To exercise any of these rights, email us at privacy@subtrack-app.com. We will respond within one month.

Should you be dissatisfied, you have the right to file a formal complaint with the Information Commissioner's Office (ICO) at www.ico.org.uk.

Cookies Policy

Subtrack-App uses essential cookies for authentication and security. With your consent, we may also use analytics cookies. For full details, see our Cookie Policy.

Children's Privacy

Our service is not directed to individuals under the age of 13. We do not knowingly collect personal information from children under 13.
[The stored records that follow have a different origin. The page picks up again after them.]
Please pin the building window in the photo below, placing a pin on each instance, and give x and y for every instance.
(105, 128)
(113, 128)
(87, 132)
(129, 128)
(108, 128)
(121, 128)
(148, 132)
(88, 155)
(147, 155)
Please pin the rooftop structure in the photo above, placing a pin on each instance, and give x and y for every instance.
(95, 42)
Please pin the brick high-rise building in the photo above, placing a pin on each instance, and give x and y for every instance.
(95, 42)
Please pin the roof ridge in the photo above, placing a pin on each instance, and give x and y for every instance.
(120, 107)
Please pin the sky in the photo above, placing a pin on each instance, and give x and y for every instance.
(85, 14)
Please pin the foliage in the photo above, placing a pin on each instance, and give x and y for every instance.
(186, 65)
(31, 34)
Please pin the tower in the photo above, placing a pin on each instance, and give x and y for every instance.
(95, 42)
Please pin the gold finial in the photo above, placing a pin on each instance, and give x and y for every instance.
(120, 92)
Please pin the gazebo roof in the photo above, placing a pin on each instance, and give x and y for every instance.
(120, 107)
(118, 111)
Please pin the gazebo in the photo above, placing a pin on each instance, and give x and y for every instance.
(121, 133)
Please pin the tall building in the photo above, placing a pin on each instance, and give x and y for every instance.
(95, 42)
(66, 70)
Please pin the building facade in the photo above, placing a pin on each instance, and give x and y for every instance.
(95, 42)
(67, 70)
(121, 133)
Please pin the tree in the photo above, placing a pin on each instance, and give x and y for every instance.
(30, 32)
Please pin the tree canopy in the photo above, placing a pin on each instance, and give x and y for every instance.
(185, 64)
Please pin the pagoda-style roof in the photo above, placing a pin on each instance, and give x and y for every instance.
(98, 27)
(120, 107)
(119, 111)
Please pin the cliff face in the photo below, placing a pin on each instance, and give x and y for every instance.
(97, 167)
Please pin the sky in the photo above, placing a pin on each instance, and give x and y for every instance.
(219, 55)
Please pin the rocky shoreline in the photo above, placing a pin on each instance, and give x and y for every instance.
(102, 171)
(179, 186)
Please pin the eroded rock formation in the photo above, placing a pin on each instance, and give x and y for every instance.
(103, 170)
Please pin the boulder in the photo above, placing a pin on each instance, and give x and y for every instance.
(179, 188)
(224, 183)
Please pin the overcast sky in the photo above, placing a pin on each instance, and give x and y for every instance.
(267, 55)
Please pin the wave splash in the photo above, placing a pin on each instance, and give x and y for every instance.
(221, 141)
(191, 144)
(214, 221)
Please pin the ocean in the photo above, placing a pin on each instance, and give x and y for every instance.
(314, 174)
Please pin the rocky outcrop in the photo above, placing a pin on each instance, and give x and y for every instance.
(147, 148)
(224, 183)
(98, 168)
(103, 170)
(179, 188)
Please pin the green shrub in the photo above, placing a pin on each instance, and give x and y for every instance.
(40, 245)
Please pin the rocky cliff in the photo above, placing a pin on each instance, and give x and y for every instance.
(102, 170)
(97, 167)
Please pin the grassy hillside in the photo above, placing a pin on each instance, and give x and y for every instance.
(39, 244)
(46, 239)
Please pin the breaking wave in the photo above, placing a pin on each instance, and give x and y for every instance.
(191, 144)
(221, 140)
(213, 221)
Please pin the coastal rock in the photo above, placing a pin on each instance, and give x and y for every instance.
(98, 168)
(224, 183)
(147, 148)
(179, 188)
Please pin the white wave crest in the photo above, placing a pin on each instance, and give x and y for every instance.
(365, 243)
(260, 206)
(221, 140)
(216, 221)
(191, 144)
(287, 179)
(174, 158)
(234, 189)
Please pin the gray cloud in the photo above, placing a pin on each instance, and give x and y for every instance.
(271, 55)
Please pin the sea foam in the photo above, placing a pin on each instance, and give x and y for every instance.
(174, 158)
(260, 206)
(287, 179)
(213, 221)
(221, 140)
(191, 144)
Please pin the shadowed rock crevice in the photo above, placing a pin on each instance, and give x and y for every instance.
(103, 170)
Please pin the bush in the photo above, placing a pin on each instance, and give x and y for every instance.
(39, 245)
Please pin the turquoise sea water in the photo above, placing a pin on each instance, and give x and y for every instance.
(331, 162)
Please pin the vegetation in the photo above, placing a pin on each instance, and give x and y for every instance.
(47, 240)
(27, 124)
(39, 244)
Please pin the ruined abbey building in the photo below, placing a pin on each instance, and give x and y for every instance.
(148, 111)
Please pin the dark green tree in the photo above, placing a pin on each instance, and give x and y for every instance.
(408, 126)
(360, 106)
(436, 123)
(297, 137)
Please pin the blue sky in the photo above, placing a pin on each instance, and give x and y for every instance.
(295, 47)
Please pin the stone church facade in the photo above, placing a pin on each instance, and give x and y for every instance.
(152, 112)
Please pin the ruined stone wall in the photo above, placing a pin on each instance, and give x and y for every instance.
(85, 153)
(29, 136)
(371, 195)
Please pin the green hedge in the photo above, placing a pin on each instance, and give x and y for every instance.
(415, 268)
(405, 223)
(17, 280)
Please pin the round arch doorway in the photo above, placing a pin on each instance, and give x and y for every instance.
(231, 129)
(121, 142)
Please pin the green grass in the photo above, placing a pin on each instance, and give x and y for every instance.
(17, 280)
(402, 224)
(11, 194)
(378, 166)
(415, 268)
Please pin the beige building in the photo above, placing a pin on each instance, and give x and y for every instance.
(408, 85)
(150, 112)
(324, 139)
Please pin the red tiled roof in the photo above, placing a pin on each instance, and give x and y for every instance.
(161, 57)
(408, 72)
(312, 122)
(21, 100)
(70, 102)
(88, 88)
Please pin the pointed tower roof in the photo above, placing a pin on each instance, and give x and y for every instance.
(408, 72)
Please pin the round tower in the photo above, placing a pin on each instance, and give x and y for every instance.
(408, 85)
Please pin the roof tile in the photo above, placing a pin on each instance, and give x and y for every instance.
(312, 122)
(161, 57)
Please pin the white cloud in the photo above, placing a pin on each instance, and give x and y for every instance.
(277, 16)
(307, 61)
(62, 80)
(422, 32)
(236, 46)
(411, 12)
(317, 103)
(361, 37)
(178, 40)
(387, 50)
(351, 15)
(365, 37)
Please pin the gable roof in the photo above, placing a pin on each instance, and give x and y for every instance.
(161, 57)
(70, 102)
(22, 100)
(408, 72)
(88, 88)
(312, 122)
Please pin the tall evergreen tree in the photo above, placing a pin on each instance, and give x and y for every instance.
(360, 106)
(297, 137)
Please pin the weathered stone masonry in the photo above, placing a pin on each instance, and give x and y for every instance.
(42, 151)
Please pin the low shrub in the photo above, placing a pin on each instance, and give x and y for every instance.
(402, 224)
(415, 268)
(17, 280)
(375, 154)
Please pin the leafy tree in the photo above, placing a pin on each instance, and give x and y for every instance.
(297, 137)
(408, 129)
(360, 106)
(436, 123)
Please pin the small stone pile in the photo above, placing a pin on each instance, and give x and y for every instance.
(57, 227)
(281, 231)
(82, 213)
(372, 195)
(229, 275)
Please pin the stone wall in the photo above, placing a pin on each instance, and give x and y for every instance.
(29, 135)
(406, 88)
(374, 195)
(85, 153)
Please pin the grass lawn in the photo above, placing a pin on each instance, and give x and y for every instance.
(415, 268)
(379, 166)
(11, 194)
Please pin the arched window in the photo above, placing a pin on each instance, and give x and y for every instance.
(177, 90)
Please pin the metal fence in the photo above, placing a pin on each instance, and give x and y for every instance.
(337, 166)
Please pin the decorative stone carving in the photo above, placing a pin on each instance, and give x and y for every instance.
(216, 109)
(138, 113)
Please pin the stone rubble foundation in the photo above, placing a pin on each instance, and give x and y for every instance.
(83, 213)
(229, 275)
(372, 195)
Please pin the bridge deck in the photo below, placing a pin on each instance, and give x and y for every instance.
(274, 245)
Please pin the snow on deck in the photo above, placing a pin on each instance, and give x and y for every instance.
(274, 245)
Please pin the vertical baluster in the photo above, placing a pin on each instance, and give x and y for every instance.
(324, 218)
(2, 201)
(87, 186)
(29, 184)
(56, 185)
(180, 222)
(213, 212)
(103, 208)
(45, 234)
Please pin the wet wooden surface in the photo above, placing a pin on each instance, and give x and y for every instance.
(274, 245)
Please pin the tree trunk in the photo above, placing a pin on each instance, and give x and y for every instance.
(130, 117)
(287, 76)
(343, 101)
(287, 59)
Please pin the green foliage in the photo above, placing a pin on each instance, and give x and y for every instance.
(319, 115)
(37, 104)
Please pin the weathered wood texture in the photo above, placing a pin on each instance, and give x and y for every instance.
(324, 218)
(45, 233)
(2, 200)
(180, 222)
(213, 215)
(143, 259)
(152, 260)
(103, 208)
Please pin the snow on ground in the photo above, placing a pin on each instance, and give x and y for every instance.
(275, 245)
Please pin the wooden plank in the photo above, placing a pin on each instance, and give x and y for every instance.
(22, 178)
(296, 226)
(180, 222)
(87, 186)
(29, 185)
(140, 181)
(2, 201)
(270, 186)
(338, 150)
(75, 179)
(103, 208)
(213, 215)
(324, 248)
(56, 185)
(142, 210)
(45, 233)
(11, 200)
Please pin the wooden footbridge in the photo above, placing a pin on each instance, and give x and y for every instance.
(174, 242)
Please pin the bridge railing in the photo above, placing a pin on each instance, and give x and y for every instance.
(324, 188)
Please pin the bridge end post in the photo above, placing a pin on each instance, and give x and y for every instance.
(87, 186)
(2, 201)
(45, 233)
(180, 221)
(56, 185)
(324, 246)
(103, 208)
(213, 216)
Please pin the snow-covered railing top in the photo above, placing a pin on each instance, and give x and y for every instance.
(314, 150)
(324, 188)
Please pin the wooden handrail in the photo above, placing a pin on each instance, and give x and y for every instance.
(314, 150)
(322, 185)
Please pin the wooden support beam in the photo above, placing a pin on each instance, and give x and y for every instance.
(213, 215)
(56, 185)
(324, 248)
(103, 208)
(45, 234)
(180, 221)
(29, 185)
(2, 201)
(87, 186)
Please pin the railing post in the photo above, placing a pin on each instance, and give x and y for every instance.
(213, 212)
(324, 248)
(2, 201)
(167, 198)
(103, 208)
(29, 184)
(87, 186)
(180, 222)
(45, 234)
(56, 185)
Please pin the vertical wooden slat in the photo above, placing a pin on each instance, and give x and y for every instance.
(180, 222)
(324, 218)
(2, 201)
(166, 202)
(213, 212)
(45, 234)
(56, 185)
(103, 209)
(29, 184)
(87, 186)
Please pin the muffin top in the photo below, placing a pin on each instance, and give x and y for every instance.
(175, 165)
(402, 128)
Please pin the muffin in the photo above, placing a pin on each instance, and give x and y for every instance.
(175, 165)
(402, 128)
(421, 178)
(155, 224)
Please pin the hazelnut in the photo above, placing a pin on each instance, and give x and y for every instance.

International Data Transfers

We store all primary user data within the United Kingdom. Some essential service providers may process data in the United States under appropriate safeguards including Standard Contractual Clauses (SCCs).

Changes To This Policy

If we change this policy, we will post the revised policy here with an updated effective date. Significant changes may be notified by email or in-app notice.

Contact Us

We aim to respond to all privacy-related inquiries within 2 business days.

By continuing to use Subtrack-App, you acknowledge that you have read and understood this Privacy Policy.